From noobs to nerds, everyone has been told about neural network. But did you ever play with?
Let’s avoid the MNIST tutorial (handwritten digit recogntion), too boring, and choose something more exciting : music recognition ! Style, instrument, notes, effects, all of this would be nice to extract from mp3 !
Step 1 : find data
We need a lot of data for any kind of recognition. Of course we need music, and also a massive pack of instrument sample . Let’s start by classifying our datas, each instrument in a folder of it’s name.

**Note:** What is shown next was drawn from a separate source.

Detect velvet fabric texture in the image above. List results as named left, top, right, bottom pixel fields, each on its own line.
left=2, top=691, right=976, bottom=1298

Step2 : generate more datas.
1500 samples is not that too bad, but what about getting a lot more ? In visual recognition, we would slightly distort our sample image, let’s do the same on our musical samples.
Now apply chorus, reverb and then filter for getting more realistic samples.
Step 3 : prepare datas
As working on wav file would be painful, let’s transform our sample into representative images, for say spectrogram. As this project has never been documented, we will have to try or to combine different visualisation parameters.
Using Sox, we will get a DFT spectrogram, and use Hamming windows for the frequency analysis, and have to try the Dolph windows for dynamic analysis. For an human eye, the « peak spectrometer » seems also representative, let’s keep an eye on it.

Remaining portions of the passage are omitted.